小傻瓜,皇甫展最大的靠山就是皇甫耀,你把他锤死,就是把废物皇甫展锤死了呀。
皇甫展费劲儿地站着,无助地看向左右,眼下的情况超出了他的预计,一边是胡言乱语的心上人,一边是伤痕累累的亲爹,完全没了主意,半晌也只知道讷讷地看向皇甫耀。

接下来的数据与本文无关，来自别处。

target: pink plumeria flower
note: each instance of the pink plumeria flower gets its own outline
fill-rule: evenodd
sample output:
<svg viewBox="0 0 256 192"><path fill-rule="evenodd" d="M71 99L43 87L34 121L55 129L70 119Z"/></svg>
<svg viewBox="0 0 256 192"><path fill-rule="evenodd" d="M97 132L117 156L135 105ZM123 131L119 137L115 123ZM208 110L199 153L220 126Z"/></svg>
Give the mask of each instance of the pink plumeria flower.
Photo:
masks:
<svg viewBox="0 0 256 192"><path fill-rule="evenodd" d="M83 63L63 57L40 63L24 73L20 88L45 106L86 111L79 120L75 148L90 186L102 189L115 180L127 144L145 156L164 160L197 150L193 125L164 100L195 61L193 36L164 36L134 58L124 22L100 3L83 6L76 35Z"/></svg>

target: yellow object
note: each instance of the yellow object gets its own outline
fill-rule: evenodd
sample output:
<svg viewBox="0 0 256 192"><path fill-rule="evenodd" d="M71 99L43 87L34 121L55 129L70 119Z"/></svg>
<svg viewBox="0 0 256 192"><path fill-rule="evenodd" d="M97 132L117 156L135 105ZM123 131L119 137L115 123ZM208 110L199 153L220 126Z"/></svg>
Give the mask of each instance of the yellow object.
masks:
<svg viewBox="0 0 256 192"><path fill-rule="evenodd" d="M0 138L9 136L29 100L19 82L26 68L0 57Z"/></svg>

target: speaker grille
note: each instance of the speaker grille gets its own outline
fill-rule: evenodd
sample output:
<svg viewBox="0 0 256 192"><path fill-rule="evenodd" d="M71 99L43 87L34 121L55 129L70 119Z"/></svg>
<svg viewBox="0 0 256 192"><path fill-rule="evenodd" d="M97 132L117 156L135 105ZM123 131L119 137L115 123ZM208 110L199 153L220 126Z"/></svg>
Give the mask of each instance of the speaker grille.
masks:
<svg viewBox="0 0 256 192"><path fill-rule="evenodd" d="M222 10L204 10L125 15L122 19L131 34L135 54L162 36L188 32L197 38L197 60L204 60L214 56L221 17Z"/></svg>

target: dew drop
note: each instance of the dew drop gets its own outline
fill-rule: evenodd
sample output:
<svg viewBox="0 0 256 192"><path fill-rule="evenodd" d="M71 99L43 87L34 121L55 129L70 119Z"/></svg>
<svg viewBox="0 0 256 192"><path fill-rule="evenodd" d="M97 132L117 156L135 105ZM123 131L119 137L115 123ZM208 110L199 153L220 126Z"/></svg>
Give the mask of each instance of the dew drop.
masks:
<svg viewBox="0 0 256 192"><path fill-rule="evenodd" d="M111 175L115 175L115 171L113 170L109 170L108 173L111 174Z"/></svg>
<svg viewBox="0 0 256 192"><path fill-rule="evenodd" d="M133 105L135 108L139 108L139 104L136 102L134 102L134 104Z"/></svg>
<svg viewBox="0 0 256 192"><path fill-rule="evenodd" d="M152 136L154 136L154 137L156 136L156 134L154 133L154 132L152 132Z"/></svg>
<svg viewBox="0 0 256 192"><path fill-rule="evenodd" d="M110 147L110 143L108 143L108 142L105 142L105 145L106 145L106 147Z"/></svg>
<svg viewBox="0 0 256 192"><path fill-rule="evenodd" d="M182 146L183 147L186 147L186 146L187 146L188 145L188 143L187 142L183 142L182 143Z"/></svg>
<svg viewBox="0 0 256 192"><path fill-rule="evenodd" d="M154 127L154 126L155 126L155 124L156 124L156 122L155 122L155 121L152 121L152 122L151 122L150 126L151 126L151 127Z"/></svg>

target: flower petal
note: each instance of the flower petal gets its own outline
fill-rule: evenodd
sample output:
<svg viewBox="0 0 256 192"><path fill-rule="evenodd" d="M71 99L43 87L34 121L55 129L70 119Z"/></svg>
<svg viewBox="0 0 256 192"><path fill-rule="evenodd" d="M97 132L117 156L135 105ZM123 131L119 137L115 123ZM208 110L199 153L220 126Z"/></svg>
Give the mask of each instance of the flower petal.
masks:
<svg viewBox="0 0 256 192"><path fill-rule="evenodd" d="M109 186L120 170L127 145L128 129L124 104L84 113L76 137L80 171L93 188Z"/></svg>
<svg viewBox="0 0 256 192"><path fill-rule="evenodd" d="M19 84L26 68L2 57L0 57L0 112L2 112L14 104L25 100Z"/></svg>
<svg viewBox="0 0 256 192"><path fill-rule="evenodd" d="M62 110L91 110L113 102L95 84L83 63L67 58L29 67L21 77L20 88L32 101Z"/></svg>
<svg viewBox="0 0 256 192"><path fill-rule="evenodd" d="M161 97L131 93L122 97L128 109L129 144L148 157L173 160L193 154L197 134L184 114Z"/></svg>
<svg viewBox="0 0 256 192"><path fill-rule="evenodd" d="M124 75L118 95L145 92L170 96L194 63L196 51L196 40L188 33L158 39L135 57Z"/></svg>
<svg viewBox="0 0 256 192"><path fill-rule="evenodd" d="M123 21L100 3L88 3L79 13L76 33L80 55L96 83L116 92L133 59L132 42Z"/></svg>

这孩子担不起事儿啊!皇甫耀意识到这件事,一口气没上来,终于是昏过去了。
不过,现在没有人在意一个遭了天谴的人,影芸也不冒头,看他们谁想登上皇位呗。
反正,影芸身后站着狂风帝国,不管谁上位,只要影芸不满意,都打算捣乱。就是玩儿!
“我要与皇甫展义绝。狂风帝国绝不与遭受天谴之人有姻亲!”影芸这话一出,安静地落针可闻的御阶广场立刻动了起来。
保 皇 党,也没有过去扶皇帝和太子,而是把眼光看向在场的几位皇子,各个皇子还有身后的势力已经开始较劲儿。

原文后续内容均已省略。